Proposals by Ofgem to reduce pension costs are "inconsistent with government policy and guaranteed to cause industrial unrest if pursued", warns the union for 21,000 energy professionals, Prospect.
Ofgem's latest consultation reportedly recommends that companies split pension costs into three categories: liabilities for past pension provision; the ongoing costs of defined benefit (DB) schemes; and the cost of servicing a defined contribution (DC) scheme.
"We hear Ofgem's latest consultation on the future approach to pension funding in the regulated network businesses displays an attitude that is anti-defined benefit pension schemes," said deputy general secretary at Prospect, Mike Clancy.
"Yet when Ofgem commissioned the Government Actuary's Department to assess how the network's businesses mange their DB schemes, GAD concluded there were no issues of concern to consumers. Moreover these schemes are underpinned by legal guarantees which frame the pension obligations of the companies concerned. There is no good reason for Ofgem to change the pension cost pass-through principles which have been well established in previous price control reviews."
Clancy accused Ofgem of mimicking the pressures that are driving scheme closures elsewhere in the private sector, and said the approach is based on "equality of misery". "The unions have won and defended the legal protections supporting these pension schemes and fought off an earlier threat from Ofgem last autumn. We will continue to prevent Ofgem from applying pressure to companies to consider closing their defined benefit schemes to existing contributors. Ofgem should leave pensions alone and focus on how its price regime impacts on health and safety, the skills shortage and the need to modernise the ageing energy infrastructure to meet the challenges of climate change."
An Ofgem spokesperson told Pensions Age: "Prospect's interpretation of Ofgem's attitude is premature and misleading. We have not made any decisions. Our priority is customers. Our aim is to ensure companies have incentives to manage the rising costs of defined benefit pension schemes."

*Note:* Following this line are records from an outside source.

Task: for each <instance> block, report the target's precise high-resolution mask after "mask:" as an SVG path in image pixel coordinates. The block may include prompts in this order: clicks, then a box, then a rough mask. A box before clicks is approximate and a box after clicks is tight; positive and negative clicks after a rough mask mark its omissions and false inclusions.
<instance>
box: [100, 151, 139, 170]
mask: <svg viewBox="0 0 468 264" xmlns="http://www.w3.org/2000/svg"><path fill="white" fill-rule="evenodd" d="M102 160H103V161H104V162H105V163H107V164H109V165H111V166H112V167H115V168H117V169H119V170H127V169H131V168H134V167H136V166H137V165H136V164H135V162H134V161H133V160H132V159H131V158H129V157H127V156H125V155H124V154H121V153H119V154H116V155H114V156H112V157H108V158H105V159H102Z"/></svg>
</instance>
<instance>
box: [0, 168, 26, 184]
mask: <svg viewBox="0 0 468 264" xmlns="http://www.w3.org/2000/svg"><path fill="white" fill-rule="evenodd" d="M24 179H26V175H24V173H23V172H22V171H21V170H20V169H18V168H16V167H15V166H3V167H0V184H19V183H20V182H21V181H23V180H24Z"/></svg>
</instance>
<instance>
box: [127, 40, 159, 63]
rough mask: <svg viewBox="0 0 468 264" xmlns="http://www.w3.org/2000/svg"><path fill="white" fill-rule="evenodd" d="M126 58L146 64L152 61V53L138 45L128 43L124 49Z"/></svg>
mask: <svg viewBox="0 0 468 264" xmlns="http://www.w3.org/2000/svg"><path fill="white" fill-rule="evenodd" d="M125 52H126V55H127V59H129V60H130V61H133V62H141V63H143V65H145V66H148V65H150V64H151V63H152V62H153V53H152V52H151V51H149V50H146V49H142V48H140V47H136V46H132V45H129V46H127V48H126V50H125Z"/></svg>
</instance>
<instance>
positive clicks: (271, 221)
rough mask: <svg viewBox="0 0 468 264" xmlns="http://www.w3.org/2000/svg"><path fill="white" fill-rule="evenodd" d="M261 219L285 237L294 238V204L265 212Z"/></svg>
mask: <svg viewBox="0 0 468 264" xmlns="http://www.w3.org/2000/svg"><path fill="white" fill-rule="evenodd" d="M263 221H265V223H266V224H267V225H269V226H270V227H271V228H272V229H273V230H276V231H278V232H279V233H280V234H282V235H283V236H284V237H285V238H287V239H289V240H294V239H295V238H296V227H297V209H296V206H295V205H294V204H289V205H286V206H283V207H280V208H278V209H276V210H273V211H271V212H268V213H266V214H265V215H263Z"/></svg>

Prospect's full response, available here, says that Ofgem is interfering out of a 'misguided sense' that companies are not running the pension schemes in an efficient manner. The matter will be raised by Prospect and the industry unions with Energy Minister Ed Miliband at this week's Trades Union Congress (TUC) Congress in Liverpool, and Prospect will also meet with Ofgem chief executive Alistair Buchanan.